One or more example embodiments may also provide a polishing pad conditioning apparatus capable of reducing uneven wear of a conditioning disk and capable of reducing damage to a structure having the conditioning disk installed thereon.
According to an aspect of an example embodiment, there is provided a polishing pad conditioning apparatus including an apparatus body, a pivot arm provided on the apparatus body and including a housing having an internal space and provided at a distal end portion of the pivot arm and a head unit disposed at the distal end portion of the pivot arm. The head unit includes: a rotary motor provided in the internal space of the housing, the rotary motor including a rotary shaft; a foreign material blocking member connected to the rotary shaft; a disk holder connected to the rotary shaft; and a conditioning disk coupled to the disk holder. The foreign material blocking member includes a fluid flow groove configured to guide a movement of fluid for preventing foreign objects from entering the housing on an outer surface of the foreign material blocking member.
According to an aspect of another example embodiment, there is provided a polishing pad conditioning apparatus including an apparatus body, a pivot arm extending from the apparatus body and including a housing having an internal space and provided at a first end portion of the pivot arm, and a head unit disposed at the first end portion of the pivot arm. The head unit includes: a rotary motor provided in the internal space of the housing and comprising a rotary shaft, a deformation member connected to the rotary shaft of the rotary motor, a disk holder connected at a first portion of the deformation member along an axial direction of the deformation member, and a conditioning disk coupled to the disk holder. The deformation member includes a deformation groove for reducing deformation stress induced by an external force to the conditioning disk.
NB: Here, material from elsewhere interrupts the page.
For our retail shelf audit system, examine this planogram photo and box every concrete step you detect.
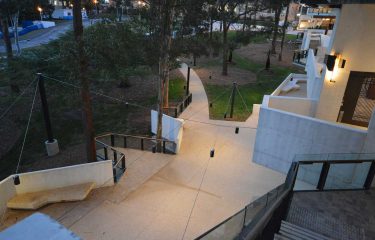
[273,233,290,240]
[280,221,333,240]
BRIEF DESCRIPTION OF DRAWINGS
The above and/or other aspects, features, and advantages of the disclosure will be more clearly understood from the following detailed description, taken in conjunction with the accompanying drawings, in which:
FIG. 1 illustrates a chemical mechanical polishing apparatus including a polishing pad conditioning apparatus according to an example embodiment;
FIG. 2 illustrates a polishing pad conditioning apparatus according to an example embodiment;
FIG. 3 illustrates an exploded perspective view of a head unit of a polishing pad conditioning apparatus including a fluid flow groove according to an example embodiment;
FIG. 4 illustrates a cross-sectional view taken along line X-X′ of FIG. 2 ;
FIG. 5 illustrates an enlarged view of an example embodiments of a fluid flow groove;
FIG. 6 illustrates an enlarged view of another example embodiment of a fluid flow groove;
FIG. 7 illustrates an enlarged view of yet another example embodiment of a fluid flow groove;
FIG. 8 illustrates an enlarged view of yet another example embodiment of a fluid flow groove; and
FIG. 9 illustrates an enlarged view of yet another example embodiment of a fluid flow groove.
DETAILED DESCRIPTION
Hereinafter, example embodiments of the present inventive concept will be described with reference to the accompanying drawings.
FIG. 1 illustrates a chemical mechanical polishing apparatus 10 including a polishing pad conditioning apparatus 100 according to an example embodiment.
Referring to FIG. 1 , a chemical mechanical polishing apparatus 10 may include, for example, a turntable 20, a wafer carrier 40, a slurry dispensing unit 50, and a polishing pad conditioning device 100.
The turntable 20 may be rotatably installed on a rotary shaft (not illustrated), and a top portion of the turntable 20 may have the shape of a circular flat plate. The turntable 20 may be rotated in a predetermined direction, for example, in a counter-clockwise direction or in a clockwise direction.
In addition, a polishing pad 30 may be installed on a top surface of the turntable 20, and the polishing pad 30 may be, for example, a hard polyurethane pad.
The wafer carrier 40 may have the shape of a circular plate with a smaller diameter than that of the polishing pad 30. A wafer W can be mounted on the wafer carrier 40. The wafer W mounted on the wafer carrier 40 may be rotated while touching the polishing pad 30. While a planarization process for the wafer W is in progress, CMP may be performed using slurry dispensed from the slurry dispensing unit 50. Further, the slurry dispensing unit 50 may be disposed so as to be able to dispense the slurry towards a center portion of the turntable 20 (or the polishing pad 30). Accordingly, the dispensed slurry may be evenly distributed onto the polishing pad 30 by the centrifugal force.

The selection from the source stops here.